Justice William O. Douglas, U.S. Supreme Court, Sierra Club v. Morton, 405 U.S. 727, 741-742, 745, 749 (1972) (Douglas, W. O, dissenting).
We're going to be remembered for what we've left of the land rather than what we've built on it.
Jamie Rappaport Clark, Director of the US Fish and Wildlife Service in "Conservationists Win Battles but Fear War Is Lost", New York Times, Tuesday, January 11, 2000, D5 by William K. Stevens
If we are going to whittle away at (significant landscapes), we should recognize, at the very beginning, that the whittlings are cumulative and the end result will be mediocrity.

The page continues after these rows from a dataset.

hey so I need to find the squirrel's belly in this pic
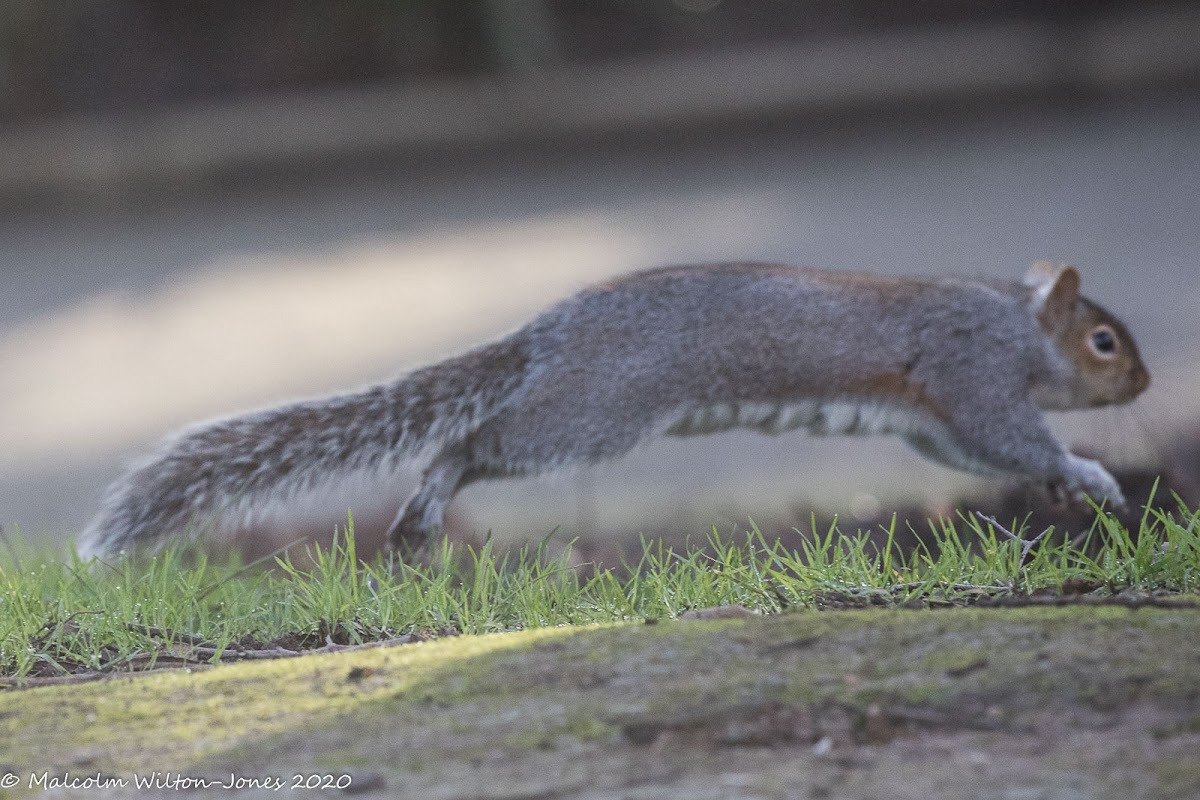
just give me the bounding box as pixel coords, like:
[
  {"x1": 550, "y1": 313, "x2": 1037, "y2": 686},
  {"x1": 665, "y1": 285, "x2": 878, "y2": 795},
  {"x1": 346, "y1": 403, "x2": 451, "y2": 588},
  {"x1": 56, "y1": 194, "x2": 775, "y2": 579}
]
[{"x1": 664, "y1": 400, "x2": 927, "y2": 438}]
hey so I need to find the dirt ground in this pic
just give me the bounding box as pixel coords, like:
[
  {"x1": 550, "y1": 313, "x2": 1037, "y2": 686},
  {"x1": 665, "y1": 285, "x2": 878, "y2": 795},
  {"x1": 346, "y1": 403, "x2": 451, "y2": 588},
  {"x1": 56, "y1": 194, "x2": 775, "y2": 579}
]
[{"x1": 3, "y1": 607, "x2": 1199, "y2": 799}]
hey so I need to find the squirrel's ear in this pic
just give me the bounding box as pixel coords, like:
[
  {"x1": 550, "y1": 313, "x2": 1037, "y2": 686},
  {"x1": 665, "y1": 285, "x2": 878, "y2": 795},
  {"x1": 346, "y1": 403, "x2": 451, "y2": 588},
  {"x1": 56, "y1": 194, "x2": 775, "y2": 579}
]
[{"x1": 1026, "y1": 262, "x2": 1081, "y2": 323}]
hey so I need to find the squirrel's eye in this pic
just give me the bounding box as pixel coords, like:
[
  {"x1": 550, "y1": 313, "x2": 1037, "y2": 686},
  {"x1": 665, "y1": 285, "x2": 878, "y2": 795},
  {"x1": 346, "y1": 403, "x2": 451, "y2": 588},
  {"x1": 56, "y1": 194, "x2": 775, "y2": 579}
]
[{"x1": 1089, "y1": 327, "x2": 1117, "y2": 357}]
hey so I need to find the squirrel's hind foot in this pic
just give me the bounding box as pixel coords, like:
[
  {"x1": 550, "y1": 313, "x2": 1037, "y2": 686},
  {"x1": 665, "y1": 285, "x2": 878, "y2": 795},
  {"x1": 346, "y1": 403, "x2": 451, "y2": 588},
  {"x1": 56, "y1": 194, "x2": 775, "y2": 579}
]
[{"x1": 385, "y1": 501, "x2": 439, "y2": 565}]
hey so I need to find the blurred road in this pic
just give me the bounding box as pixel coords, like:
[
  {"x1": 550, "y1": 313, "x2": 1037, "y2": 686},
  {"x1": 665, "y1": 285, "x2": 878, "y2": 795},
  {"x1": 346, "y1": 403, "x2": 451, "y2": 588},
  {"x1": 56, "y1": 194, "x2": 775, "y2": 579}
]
[{"x1": 2, "y1": 90, "x2": 1198, "y2": 545}]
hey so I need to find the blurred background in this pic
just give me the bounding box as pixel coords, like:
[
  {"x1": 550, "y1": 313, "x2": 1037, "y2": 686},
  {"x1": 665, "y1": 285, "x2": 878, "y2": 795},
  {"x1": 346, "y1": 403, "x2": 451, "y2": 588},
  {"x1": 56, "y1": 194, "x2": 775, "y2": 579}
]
[{"x1": 2, "y1": 0, "x2": 1198, "y2": 556}]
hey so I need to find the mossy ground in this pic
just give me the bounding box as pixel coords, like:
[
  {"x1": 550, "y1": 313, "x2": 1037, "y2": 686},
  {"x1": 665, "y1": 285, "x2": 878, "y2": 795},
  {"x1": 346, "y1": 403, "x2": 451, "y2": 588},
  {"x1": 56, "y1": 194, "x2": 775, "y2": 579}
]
[{"x1": 2, "y1": 606, "x2": 1199, "y2": 799}]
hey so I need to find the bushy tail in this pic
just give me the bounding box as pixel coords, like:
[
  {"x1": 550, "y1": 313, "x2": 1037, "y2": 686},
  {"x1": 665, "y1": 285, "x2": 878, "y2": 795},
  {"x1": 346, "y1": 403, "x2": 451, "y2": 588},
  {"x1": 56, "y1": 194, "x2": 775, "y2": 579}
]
[{"x1": 78, "y1": 336, "x2": 532, "y2": 558}]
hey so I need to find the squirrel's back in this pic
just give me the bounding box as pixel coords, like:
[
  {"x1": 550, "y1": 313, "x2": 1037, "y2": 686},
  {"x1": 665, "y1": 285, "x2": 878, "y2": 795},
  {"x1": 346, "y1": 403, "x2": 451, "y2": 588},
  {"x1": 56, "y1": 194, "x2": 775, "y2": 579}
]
[{"x1": 542, "y1": 262, "x2": 1033, "y2": 412}]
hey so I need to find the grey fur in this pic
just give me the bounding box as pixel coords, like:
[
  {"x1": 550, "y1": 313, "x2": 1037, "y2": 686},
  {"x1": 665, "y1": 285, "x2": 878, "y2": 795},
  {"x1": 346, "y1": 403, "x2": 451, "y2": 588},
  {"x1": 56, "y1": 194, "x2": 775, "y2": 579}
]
[{"x1": 79, "y1": 262, "x2": 1149, "y2": 558}]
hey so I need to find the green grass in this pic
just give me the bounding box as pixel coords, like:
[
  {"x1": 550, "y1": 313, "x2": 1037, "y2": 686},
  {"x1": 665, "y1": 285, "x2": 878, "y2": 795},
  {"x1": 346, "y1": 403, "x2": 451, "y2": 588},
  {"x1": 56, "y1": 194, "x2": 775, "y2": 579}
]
[{"x1": 1, "y1": 499, "x2": 1198, "y2": 682}]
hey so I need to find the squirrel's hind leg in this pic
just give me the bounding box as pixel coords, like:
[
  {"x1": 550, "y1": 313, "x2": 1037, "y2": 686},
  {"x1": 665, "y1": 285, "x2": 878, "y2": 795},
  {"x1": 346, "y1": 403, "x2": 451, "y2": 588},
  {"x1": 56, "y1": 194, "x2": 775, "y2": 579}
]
[
  {"x1": 387, "y1": 444, "x2": 470, "y2": 557},
  {"x1": 386, "y1": 440, "x2": 522, "y2": 557}
]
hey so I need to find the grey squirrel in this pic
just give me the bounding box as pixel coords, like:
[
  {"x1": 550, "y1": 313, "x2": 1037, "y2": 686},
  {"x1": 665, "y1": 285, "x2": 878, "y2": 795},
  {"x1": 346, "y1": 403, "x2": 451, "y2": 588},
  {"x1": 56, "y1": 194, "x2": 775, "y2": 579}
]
[{"x1": 78, "y1": 261, "x2": 1149, "y2": 558}]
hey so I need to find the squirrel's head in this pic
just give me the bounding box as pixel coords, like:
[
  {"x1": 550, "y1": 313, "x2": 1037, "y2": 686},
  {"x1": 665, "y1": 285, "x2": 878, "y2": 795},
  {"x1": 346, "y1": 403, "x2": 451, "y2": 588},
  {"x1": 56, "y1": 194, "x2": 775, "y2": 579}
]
[{"x1": 1024, "y1": 261, "x2": 1150, "y2": 410}]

Newton Drury, former director, National Park Service
Only public ownership can reliably, certainly and durably allow certain natural processes the room they need.
Carl Pope, Executive Director, Sierra Club in "Downpayments on the Rewilding of America" in Wild Earth Winter 1998/99 8(4) page 37
The concept of conservation is a far truer sign of civilization than that spoilation of a continent which we once confused with progress.
Peter Matthiessen, Wildlife in America (1959, p. 21)
You can't break nature's laws; you can only prove them.